管理人さん曰く、家具は前の方のご厚意でそのまま置いて行ってくれたらしく部屋の中には、わざわざ個人輸入したと思われる高そうなソファーやテーブルがそのまま置いてあったのだ。
「天草は?」
「はあ?さっき言うたやんけ」
「いや、住所やん。

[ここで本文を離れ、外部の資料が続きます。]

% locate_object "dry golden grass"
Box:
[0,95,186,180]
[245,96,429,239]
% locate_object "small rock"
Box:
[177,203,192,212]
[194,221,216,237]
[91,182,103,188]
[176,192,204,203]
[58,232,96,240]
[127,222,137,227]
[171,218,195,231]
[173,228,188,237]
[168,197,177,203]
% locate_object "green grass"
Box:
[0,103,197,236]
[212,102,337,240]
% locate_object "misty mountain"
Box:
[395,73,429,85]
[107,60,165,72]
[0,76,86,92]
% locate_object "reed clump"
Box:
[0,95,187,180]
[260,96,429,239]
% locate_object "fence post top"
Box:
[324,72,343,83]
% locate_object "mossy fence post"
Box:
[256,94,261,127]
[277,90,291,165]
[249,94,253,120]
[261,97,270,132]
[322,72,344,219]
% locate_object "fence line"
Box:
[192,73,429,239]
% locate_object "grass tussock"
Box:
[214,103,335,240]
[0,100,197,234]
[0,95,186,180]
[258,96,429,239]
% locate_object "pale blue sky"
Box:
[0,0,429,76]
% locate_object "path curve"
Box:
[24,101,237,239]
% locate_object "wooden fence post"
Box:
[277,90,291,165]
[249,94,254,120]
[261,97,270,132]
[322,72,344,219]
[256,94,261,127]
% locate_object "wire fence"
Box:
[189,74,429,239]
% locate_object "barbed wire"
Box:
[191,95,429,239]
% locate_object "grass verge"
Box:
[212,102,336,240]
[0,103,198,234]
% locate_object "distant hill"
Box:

」
「……だから、さっき言うたやんけ」
「──?」
よほどアホな顔をしていたのかな。
彼の顔を見上げると、憎たらしい笑顔でぷっと吹き出してから又も前を向いてしまった天草。
「俺もスライングタワー、ちなみに3001」
3001……3001……3001?!
───ッ、はあ?!
「ええ?!あんた、私の隣?ってかあの角部屋ってアンタの部屋やったん?!」
自分でもキーンとする程のトーンだった。
うっさいねん!と叫ばれながらも、まだ動揺を隠せない。
勝手に調べた家賃を見る限り、場所を見る限り、そりゃあ芸能人の一人や二人は住んでるだろうと想像はしてたけど、まさか天草が住んでるなんて。
もっと言うなら部屋が隣なんて。
──そんな偶然って有り得る?
「う・そ・や・ん」
「何やねん、そのAIみたいな話し方。別にええやんけ、お前も土地勘無いやろうし俺みたいな東京人が側に居るのは心強いやろ?」
いやいや、あんたのイントネーションはバリバリの関西弁ですやん。というツッコミはバックミラー越しに目の合った運転手さんと同じ気持ちだった、ということだろう。